Accepting a CPO position at an organization that does not yet have a formal privacy program is an exciting opportunity. Privacy is becoming a crucial area of focus for organizations of all sizes, and privacy topics are in the news constantly. Such a position gives you the freedom to design a program to fit the needs of your company. However, such an opportunity can also present challenges. Specifically, you may not know much about the business, and the company may have some basic privacy components already in place that need to be integrated or refined. Your job is to lay the foundation, merge any existing and new pieces into one program and then lead the way on all things privacy. Where do you start? What are the priorities? How do you introduce privacy concepts to the company? You need a plan.

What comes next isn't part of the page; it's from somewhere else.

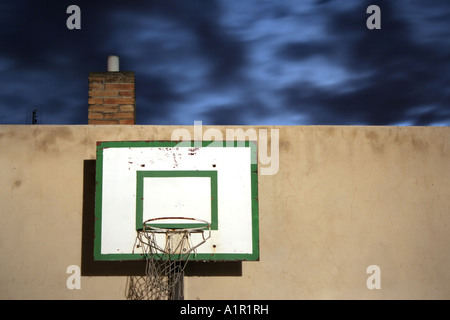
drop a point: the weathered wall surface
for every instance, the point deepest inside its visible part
(344, 198)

Privacy program: Business, people and data
First, before building the privacy program, take some time to get to know the business by becoming familiar with the products or services. What do they offer and who are the customers? Then, looking to privacy, what do the senior leaders see as the most important work ahead of you? Are there any privacy issues that you need to handle right away? Additionally, are there any current policies or practices in place? If so, you have something to build on, but if not, you can craft your own design.
Next, get to know the people. Your colleagues will be vital in helping you understand what kind of data the organization collects, processes and stores. Also, find out what privacy issues your coworkers have confronted in their roles. Asking colleagues to take you to internal product meetings or meetings with customers is a quick way to learn how people in the company discuss their products or services (and most importantly to you, their data) with each other and with customers or partners.
Finally, to help build your privacy program, you need to understand what data your company has, where it comes from, and how it flows through the company. Every organization has a variety of categories of data, and they are very often used for different purposes. This is probably the most complicated piece of learning about the company and involves most, if not all, of the company’s divisions. So, don’t expect to figure it all out right away. Getting started with a rough sketch of what kinds of data you have, why you have the data and where the data is stored is a good start to understanding the nuts and bolts of your job.
Seven building blocks for a robust privacy program
Now it’s time to start building the privacy program. Pulling existing privacy concepts together or building the privacy foundation anew not only establishes your program, but also helps your colleagues get a cohesive picture of privacy and its importance to the organization.
Often times, an internal policy can function like a privacy primer for employees. The policy can address a variety of topics specific to the way you want privacy to function in your organization. You may want to lay out what types of data the organization controls, the proper procedures for handling the various types of data, any security protocols relevant to privacy, or other privacy procedures that make sense for your company.
Building block #3: Employee training
Conducting one or more informal training sessions helps you educate your co-workers on the new privacy rules of the road at your organization, along with opening the door for privacy questions. A privacy training will also help your colleagues get to know you and your privacy program. You have the opportunity to talk about privacy basics and introduce the new privacy policies you have put together, or are planning for the future. Additionally, you can raise awareness on privacy topics and get your colleagues engaged in identifying potential privacy issues in their roles in the company. Finally, having support from senior leadership is vital when it comes to training. It only takes one employee who is unaware of privacy procedures to put the company at risk.